Save the Redwoods League

Prairie Creek
Prairie Creek Redwoods State Park

Since its founding in 1918, Save the Redwoods League members have saved countless old-growth and second-growth coast redwoods and giant sequoias from destruction. Through fundraising, the League has purchased forests—creating and expanding more than 60 parks and reserves that are now part of our California State Parks and the National Parks systems.

The League’s mission is to protect and restore redwood forests and connect people with their peace and beauty, so these wonders of the natural world flourish. For those who have had the chance to stand in a redwood grove, few life experiences compare. This belief motivated its founders to establish the League.

In 1917, the head of the National Park Service, Stephen Mather, persuaded the League’s founders—prominent conservationists John C. Merriam, Madison Grant and Henry Fairfield Osborn—to investigate the state of the redwood forests in Northern California. They heard that construction of the new Redwood Highway would open up the area to more logging and tourism, threatening the ancient trees.

SRL Redwood Highway
Building the Redwood Highway

Along the Mendocino County coast, the founders passed logging operations. Farther north, along the Eel River, they saw practically undisturbed forests. Farther north, they reached the Bull Creek-Dyerville Flat area in Humboldt County, an area dense with gigantic redwoods.

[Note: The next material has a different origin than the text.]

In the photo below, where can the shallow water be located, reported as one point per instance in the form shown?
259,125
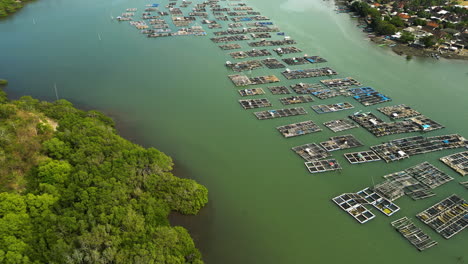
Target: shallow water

The forest’s awe-inspiring beauty compelled League founders to remove their hats and speak only in whispers. That evening, they agreed that a park was needed to save a part of that forest for future generations.

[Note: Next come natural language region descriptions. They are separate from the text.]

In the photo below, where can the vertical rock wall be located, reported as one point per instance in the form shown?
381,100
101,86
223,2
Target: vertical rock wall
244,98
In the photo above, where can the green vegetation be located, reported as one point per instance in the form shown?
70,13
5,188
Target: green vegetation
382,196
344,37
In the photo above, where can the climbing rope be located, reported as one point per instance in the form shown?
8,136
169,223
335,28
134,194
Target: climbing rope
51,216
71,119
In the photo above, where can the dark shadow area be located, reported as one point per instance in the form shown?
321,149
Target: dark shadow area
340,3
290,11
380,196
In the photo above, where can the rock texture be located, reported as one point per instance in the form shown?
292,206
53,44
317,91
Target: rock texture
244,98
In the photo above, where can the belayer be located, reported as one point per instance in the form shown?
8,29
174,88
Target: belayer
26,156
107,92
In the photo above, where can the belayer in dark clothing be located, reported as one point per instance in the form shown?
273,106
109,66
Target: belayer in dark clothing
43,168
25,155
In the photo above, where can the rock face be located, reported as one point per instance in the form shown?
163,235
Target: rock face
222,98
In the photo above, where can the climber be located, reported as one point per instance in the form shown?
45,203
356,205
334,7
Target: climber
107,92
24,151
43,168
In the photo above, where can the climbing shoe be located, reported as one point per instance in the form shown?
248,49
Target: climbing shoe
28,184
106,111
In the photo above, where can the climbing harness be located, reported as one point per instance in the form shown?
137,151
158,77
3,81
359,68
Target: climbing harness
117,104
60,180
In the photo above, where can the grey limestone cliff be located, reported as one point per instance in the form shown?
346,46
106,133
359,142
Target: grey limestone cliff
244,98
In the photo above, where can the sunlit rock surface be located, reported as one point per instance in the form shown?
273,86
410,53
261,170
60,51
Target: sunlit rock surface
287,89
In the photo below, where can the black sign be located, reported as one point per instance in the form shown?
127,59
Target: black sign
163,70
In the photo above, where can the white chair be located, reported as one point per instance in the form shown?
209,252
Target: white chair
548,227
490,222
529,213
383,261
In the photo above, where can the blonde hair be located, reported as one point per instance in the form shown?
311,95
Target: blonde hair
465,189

Thanks to its loyal members, the League has achieved much to realize their founders' vision. The work, however, is not done.

Humboldt Redwoods
Humboldt Redwoods State Park

Today the work needed to protect redwood forests is more difficult. Ancient redwoods slated for cutting need to be protected. Redwood forests protected in state and national parks face such threats as devastating government budget cuts. These cuts reduce the numbers of personnel to protect redwoods from threats such as illegal logging and pollution. Some of these lands are still struggling to recover from years of damage.

Save the Redwoods League’s ongoing work includes purchasing redwood forests and the surrounding landscapes that nurture them; restoring logged lands where protected redwood forests need to thrive; inspiring people to support the League’s work; studying the forests to understand how to best protect them; and partnering with a range of organizations to ensure that these forests receive the care to secure their survival.